Reading celebrity gossip is like eating Gushers: The pieces are gross and manufactured and doesn’t nourish you in any way, but they’re almost too easy to consume. I don’t know if Gushers have any especially disgusting flavors because I’m not an 11-year-old, but if they do, then this kind of pregnancy coverage that focuses on how the body will get fat or stay fit would be that flavor: especially toxic. Of course, women who are pregnant should treat their bodies well. But so should women who are not pregnant. And, you know, men. Kutcher may become too busy to hit the gym as often as he once did as he prepares to raise a child, but there’s no corresponding article about how the former Punk’d star will stay fit as he adjusts to a new time management schedule. Perhaps the tabloids assume that Kutcher’s routine of throwing heavy piles of money at tech startups is adequate. More likely: The confirmation of Kunis’ pregnancy means that celebrity media outlets will get to play yet another round of Good Pregnancy/Bad Pregnancy.
Last year, tabloids had a field day scrutinizing Kim Kardashian’s weight and style while she was carrying her first child. Nevermind that Kardashian, a woman who took great pride in her appearance and regularly exercised before, during, and after her pregnancy, gained a healthy amount of weight while expecting. She had a Bad Pregnancy because she didn’t look hot. It’s acceptable to be a pregnant celebrity if you’re naturally petite and your pregnancy shows itself as a round, pert baby bump, like Kate Middleton. If you’re not exceptionally small and your pregnancy weight is distributed in a different way, you’re a disgusting garbage whale swimming toward Irrelevance Island. Unless you can reverse the tide and exercise yourself back to previous levels of bangability, you’ll end up like Jessica Simpson: doing gauzy-filter commercial appearances for weight loss products.

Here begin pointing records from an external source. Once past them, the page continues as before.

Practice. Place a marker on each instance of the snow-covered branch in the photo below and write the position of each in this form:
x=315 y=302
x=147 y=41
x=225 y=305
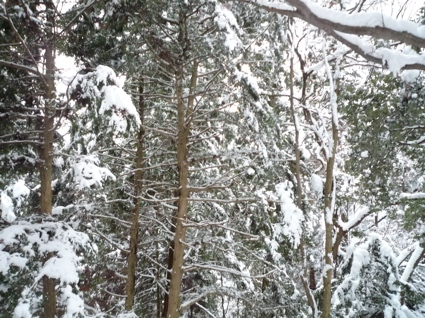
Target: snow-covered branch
x=347 y=27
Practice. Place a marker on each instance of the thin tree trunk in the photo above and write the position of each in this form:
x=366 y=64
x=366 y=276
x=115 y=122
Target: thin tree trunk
x=304 y=275
x=328 y=213
x=49 y=292
x=134 y=230
x=183 y=169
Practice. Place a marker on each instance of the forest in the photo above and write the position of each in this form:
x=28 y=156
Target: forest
x=212 y=158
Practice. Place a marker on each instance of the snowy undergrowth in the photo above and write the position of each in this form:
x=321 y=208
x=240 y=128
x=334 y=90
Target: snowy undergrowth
x=31 y=250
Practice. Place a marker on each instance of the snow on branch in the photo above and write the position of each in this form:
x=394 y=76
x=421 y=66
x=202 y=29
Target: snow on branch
x=347 y=27
x=103 y=84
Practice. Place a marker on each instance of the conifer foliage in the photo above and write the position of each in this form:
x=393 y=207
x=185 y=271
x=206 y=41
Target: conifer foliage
x=206 y=158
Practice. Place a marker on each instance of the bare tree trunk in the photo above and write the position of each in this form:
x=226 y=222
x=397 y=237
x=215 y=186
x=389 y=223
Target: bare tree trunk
x=134 y=230
x=329 y=188
x=304 y=274
x=49 y=293
x=183 y=169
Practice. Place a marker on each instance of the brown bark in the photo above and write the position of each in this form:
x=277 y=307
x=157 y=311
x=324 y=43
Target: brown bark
x=134 y=230
x=327 y=279
x=183 y=117
x=331 y=27
x=304 y=275
x=49 y=292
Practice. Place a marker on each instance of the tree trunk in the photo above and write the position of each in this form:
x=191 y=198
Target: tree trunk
x=329 y=188
x=134 y=230
x=183 y=118
x=49 y=292
x=304 y=274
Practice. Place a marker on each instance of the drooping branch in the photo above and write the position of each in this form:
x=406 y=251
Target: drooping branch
x=347 y=27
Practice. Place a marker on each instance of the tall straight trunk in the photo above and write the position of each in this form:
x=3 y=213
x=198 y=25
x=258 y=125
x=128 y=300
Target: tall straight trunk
x=134 y=230
x=49 y=293
x=304 y=274
x=180 y=229
x=329 y=188
x=183 y=118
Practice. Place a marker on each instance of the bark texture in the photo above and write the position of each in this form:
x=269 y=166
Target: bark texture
x=49 y=292
x=134 y=230
x=184 y=114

Kunis isn’t the only pregnant celebrity renowned for her looks currently getting scrutinized over how the weight she gains or doesn’t gain during pregnancy will affect her career; there is already speculation about whether Scarlett Johansson, who is expecting her first child with fiancé Romain Dauriac, will be able to fit into the skin-tight suits she wears as the Black Widow in The Avengers franchise. They’re going to use CGI and body doubles to keep Paul Walker, who is dead, in the next Fast and Furious movie, so it’s ridiculous that Johansson’s pregnancy weight gain would really present an insurmountable obstacle for the enormously popular franchise. They have the special effects budget. There’s no need to focus on changes to Johansson’s body.
And there’s no need to focus on how pregnancy will change or won’t change Kunis’ body. Even if she does manage to keep her physique in line with the ludicrously narrow parameters set up to constitute a Good Pregnancy, holding her or anyone up as an example of how someone’s body should look during pregnancy is unhelpful, unnecessary, and stupid.